What if? Those may be the two saddest words in the English language, used to number losses unknown. What if they had been pulled over just moments after they pulled away? What if John Hartman had gotten medical treatment in minutes, not hours? What if they had told the truth that night, and not lived under the burden of a terrible secret? What if Jason Wallace had been sentenced to life for the unimaginably brutal kicking death of a child? What if the others, with less involvement and still minors, had received sentences that reflected the gravity of the events, but included rehabilitation? Who might they have been? And who may still be alive?

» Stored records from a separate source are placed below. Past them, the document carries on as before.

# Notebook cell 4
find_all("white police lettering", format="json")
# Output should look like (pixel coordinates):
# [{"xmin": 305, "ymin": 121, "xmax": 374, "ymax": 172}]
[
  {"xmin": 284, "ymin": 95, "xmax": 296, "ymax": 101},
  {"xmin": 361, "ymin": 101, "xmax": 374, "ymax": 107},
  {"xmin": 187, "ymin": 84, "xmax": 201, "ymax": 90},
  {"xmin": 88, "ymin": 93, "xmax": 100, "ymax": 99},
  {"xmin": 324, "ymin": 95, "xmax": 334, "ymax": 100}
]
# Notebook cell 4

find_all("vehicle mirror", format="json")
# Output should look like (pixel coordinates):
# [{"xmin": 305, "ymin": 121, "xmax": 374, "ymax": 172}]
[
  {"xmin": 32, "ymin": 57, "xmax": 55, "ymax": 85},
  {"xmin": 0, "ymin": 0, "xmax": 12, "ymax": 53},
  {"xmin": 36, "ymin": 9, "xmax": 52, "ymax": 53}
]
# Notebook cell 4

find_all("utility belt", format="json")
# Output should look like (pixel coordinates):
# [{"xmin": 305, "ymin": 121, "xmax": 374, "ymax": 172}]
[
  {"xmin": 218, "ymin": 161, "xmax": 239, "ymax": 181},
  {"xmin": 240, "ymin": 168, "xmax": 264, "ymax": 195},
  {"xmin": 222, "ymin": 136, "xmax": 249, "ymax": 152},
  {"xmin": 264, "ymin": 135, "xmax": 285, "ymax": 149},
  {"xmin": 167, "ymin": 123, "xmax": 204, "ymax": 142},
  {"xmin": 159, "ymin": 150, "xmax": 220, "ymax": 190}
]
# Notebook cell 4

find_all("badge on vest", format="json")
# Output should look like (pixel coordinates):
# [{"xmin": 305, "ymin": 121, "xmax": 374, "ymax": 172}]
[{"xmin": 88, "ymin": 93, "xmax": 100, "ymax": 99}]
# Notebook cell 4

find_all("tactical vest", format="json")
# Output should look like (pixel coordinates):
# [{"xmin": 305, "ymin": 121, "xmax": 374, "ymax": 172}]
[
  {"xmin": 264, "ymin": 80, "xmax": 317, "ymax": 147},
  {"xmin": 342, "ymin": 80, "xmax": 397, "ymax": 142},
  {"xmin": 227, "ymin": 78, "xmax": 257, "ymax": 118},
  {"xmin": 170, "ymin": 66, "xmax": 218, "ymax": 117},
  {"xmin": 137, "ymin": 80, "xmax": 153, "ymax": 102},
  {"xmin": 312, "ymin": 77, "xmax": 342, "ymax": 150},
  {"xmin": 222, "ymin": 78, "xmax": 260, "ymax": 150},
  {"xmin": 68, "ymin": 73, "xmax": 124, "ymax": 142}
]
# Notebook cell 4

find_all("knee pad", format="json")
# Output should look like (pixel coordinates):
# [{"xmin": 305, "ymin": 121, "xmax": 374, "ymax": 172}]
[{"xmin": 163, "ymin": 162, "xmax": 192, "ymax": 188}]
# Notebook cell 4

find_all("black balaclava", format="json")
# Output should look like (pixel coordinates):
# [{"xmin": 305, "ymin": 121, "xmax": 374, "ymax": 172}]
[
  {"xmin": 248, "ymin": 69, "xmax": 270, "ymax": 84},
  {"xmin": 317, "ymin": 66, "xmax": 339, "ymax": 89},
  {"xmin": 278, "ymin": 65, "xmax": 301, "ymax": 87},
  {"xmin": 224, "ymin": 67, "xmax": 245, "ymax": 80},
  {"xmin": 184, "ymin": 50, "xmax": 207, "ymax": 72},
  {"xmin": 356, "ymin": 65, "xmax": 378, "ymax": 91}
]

We will never know if Brown may have grown up to be okay had he been caught that night. We may never know whether he became ill under the weight and trauma of a terrible secret and the fear of killers, or if he was destined to break. But we do know that had he been incarcerated in December of 199, as he absolutely should have been for his role in the killing for John Hartman, that Julie Ann Wilde and Victor Torres would be alive today. Our hearts are with those families. In a few short days the Fairbanks Four will have another chance in court. Someday, they will come home. There is no such relief for the families of the other victims, and the permanency of their loss is a tragic reminder of our blessings. May they heal, hope, and see a greater justice someday.